The European Union trade ministers have failed to agree on striking a controversial deal with the United States before the end of the administration of US President Barack Obama.
"It is not realistic to reach the final agreement by the end of the Obama administration," Slovak Trade Minister Peter Ziga, whose country holds the EU's six-month rotating presidency, said on Friday.
EU Trade Commissioner Cecilia Malmstroem, who leads the negotiations with Washington, said the talks would be suspended until a new US administration was fully in place.
"When we can restart, (that) is a bit too early to speculate until we know what the administration would look like," Malmstroem said after EU ministers met in Bratislava, the capital of Slovakia, to patch up differences after mass anti-trade deal protests across Europe.
Austrian Economy Minister Reinhold Mitterlehner said, "From our point of view, the (TTIP) talks are effectively suspended because meaningful negotiations are no longer taking place."
"It would be wise to put on mute something that is perceived so negatively," he added.
French Trade Minister Matthias Fekl, one of the outspoken critics of the planned Transatlantic Trade and Investment Partnership (TTIP) with the United States, also said, "I am convinced that we must restart on totally new grounds." He said more and more member states were supporting his view.

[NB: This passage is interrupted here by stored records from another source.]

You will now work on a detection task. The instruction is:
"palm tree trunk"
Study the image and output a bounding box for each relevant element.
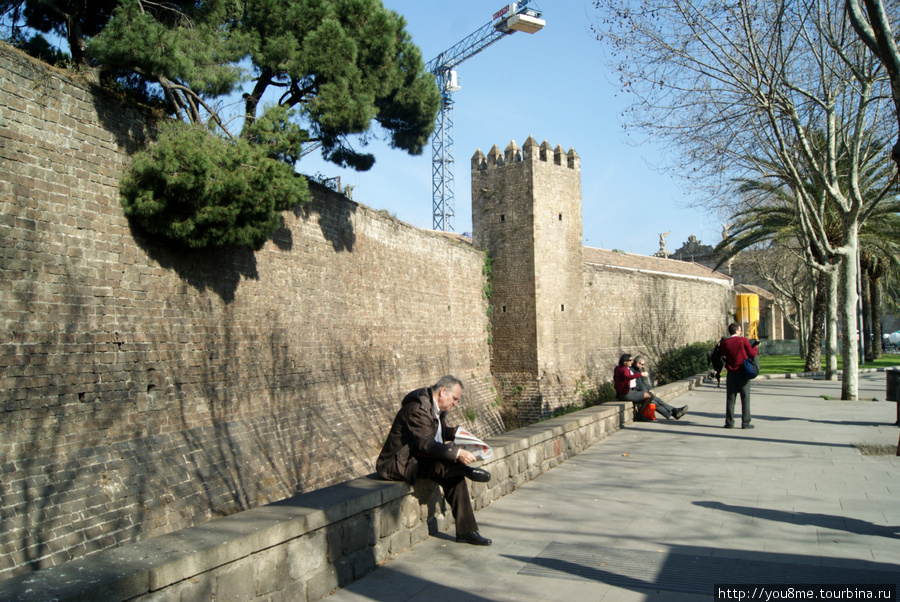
[825,271,838,380]
[859,255,872,362]
[803,274,828,372]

The other controversial deal between Brussels and Canada is expected to be signed with Canadian Prime Minister Justin Trudeau at an EU-Canada summit on October 27. Most terms of the Comprehensive Economic and Trade Agreement (CETA) with Canada will be implemented provisionally until national and regional parliaments across the EU ratify the agreement.
Critics say the TTIP and CETA could further complicate the situation in the job market. They say the deals would also have huge environmental implications as they give firms and companies more of a leeway to expand their activities at the expense of public safety.
Greenpeace said in May that it had obtained 248 pages of classified documents from closed-door negotiations that indicated compromising with the US would undermine EU standards on the environment and public health.
The European Commission, however, denied the Greenpeace claims, saying the group was “flatly wrong” in its interpretation of the documents.
Washington also denounced the report, saying, they were “misleading.”